Commercial trucks bring added danger to Ohio’s highways

By Joshua Benton
Blade Staff Writer

Page 6

They bring oranges from Florida, oil from Louisiana, and potatoes from Idaho.

But commercial trucks also bring added danger to northwest Ohio’s roads.

Crisscrossed by I-75, I-80, and I-90, Toledo gets truck traffic from across the country. And when trucks get into accidents, the results can be deadly.

In 1995, the last year for which complete statistics are available, commercial trucks were involved in 24 per cent of rural interstate crashes in Ohio. And in 63.8 per cent of those crashes, the truck driver was found at fault.

Indications are that the situation is not improving. Last year, 29 people died in rural accidents involving trucks.
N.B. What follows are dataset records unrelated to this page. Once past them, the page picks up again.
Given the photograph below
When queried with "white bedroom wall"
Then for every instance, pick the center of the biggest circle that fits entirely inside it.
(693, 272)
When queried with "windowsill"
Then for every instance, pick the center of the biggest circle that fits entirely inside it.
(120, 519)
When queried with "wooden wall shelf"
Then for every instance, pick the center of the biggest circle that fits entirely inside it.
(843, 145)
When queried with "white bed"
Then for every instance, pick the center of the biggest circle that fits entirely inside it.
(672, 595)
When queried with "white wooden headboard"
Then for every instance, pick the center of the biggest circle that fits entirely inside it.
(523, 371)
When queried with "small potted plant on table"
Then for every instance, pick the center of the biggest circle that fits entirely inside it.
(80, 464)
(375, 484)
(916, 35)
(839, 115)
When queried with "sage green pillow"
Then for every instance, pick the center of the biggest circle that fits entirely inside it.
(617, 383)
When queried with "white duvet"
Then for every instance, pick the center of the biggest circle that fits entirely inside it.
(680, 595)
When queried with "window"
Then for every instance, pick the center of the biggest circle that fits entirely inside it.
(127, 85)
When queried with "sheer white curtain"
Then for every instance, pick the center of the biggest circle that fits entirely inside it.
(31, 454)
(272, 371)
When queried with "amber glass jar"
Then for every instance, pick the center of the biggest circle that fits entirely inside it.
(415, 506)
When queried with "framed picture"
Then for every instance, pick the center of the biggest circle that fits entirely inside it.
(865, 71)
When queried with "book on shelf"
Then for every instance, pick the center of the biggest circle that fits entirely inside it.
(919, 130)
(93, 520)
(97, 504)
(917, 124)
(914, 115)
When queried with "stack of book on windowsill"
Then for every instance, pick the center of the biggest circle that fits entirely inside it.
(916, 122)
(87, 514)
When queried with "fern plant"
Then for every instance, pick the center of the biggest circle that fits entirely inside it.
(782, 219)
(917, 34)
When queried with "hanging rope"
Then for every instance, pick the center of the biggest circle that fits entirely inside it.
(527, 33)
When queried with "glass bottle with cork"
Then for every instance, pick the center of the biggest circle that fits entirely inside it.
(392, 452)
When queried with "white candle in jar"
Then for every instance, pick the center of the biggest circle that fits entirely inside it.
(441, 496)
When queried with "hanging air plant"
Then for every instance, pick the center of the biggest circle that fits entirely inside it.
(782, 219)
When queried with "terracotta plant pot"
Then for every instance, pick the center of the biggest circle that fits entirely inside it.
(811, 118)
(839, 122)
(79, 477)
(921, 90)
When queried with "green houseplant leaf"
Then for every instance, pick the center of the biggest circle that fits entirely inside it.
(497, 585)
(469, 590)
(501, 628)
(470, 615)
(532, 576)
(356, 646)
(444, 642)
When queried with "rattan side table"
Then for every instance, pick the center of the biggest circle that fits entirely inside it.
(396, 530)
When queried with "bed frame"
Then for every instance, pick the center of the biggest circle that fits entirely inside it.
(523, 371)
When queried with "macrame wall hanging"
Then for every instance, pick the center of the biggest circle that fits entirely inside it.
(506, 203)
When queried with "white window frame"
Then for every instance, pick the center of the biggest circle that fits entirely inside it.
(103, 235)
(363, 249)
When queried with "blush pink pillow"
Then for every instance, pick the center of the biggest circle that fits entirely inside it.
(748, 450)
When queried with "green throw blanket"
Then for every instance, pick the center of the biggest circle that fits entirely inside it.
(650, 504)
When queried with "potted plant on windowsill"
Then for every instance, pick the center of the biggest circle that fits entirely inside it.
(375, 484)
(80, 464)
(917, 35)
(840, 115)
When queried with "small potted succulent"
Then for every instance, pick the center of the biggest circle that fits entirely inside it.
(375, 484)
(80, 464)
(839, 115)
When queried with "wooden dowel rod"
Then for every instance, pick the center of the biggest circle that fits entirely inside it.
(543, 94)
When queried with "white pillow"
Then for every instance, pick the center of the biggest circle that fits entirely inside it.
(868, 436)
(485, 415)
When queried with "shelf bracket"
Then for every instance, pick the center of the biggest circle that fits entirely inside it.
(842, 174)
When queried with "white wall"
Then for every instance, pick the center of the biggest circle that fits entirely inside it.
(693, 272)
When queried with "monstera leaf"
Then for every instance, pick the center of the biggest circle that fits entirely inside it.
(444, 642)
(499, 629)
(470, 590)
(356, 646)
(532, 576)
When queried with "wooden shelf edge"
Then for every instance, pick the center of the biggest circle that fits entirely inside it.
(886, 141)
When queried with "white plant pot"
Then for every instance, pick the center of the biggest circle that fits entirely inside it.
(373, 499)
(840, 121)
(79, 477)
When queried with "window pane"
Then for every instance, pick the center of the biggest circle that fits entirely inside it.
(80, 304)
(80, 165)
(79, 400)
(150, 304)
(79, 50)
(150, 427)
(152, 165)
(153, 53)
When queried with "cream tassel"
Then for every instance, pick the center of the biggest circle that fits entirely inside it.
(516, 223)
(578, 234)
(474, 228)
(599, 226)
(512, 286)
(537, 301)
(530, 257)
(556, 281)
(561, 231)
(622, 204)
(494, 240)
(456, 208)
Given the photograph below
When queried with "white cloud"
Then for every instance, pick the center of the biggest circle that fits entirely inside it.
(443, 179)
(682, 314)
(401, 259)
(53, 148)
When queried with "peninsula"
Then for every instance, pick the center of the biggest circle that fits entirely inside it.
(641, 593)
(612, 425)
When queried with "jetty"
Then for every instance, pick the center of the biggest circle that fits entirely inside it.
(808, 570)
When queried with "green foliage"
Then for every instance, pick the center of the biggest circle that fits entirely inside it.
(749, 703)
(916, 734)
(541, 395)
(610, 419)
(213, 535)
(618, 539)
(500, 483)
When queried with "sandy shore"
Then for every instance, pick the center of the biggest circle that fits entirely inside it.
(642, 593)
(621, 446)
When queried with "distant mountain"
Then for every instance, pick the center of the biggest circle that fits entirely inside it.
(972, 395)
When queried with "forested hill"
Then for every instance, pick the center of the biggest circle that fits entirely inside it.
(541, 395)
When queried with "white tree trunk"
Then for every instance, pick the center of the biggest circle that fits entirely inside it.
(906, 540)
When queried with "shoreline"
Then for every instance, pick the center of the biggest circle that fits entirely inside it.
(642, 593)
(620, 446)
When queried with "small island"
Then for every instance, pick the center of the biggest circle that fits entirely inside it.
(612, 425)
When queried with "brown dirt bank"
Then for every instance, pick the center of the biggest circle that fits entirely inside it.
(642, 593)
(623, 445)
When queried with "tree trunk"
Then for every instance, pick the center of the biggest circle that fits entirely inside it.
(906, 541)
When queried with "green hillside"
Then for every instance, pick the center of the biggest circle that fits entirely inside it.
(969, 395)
By the middle of last month, 25 people had already died this year, according to the Ohio Highway Patrol.

“I’ve seen truck drivers do some unbelievable things on the road,” said David Cooke, a spokesman for the Ohio Department of Public Safety. “But I’ve also seen car drivers do unbelievably dangerous things around those trucks.”

With construction and rising fares on the Ohio Turnpike, more and more truckers are using state highways, sometimes two-lane roads through small towns.
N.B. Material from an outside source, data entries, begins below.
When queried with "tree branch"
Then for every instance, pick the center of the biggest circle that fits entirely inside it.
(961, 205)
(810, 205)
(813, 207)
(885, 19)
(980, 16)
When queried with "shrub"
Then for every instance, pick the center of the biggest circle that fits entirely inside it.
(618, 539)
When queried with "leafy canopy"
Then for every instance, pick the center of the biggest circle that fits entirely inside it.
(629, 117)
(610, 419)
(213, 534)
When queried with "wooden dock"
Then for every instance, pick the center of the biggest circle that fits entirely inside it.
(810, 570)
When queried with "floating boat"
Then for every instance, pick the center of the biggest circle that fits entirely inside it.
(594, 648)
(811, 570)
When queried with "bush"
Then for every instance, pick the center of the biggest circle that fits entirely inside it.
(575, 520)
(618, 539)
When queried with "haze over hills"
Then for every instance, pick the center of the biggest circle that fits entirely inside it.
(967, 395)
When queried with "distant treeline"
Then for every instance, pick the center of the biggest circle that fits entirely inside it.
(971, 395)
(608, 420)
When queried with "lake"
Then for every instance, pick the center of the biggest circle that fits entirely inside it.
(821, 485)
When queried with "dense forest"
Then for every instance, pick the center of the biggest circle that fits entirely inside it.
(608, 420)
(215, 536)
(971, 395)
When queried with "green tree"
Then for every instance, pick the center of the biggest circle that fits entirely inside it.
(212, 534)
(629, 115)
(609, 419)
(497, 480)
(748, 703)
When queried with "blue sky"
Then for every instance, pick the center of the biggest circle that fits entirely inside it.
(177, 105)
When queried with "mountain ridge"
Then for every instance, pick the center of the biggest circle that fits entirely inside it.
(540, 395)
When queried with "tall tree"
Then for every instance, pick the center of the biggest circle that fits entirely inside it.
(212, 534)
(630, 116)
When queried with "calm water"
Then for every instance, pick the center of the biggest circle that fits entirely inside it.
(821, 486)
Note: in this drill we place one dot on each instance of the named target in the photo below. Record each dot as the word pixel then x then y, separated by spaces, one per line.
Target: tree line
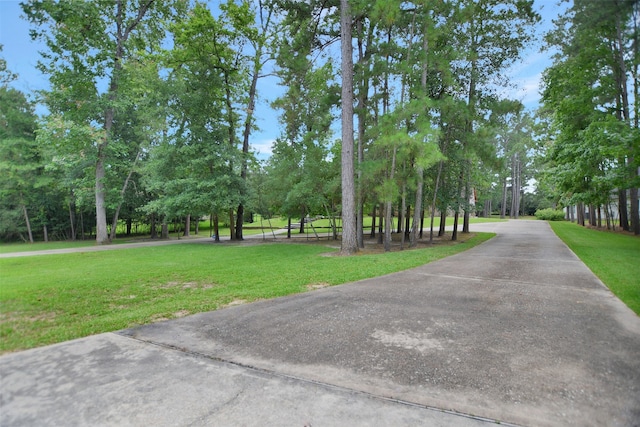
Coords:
pixel 152 108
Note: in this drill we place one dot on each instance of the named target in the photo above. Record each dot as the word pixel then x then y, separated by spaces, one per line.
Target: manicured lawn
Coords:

In Fulton County, for example, truck traffic to and from the North Star BHP Steel plant near Delta has increased on State Routes 2 and 109, said Lt. Fred Greive, commander of the state patrol’s Toledo post.

Michael Webber, commander of the patrol’s Findlay post, said that while trucks make up 3 per cent of Ohio’s registered vehicles and 7 per cent of all miles traveled on Ohio roads, they are involved in 11 per cent of fatal crashes.

The enormous weight difference between trucks and cars makes accidents much more likely to turn deadly, especially for people in the cars. Nationwide in 1995, 98 per cent of people killed in car/truck accidents were in the cars.

“If you’re in an accident with a truck, it’s going to be bad,” Lieutenant Greive said. “If you’ve got a 70,000-pound truck colliding with a 3,000-pound car, things aren’t going to be good for the car.”

With size comes momentum and a much tougher time stopping quick ly. An average car moving at 65 miles an hour can stop in 162 feet. For an average tractor-trailer, it takes 420 feet – almost a football field and a half – to come to a stop.

That’s what happened, investigators believe, in an Aug. 19 accident on State Rt. 2 near Port Clinton when a Michigan truck driver failed to stop in time, rear-ending another tractor-trailer. The trucker veered left into oncoming traffic, hitting a van filled with teenagers from Detroit head-on. Six people in the van died. The truck driver, George Croom, 59, of Cleveland, spent a day in the hospital.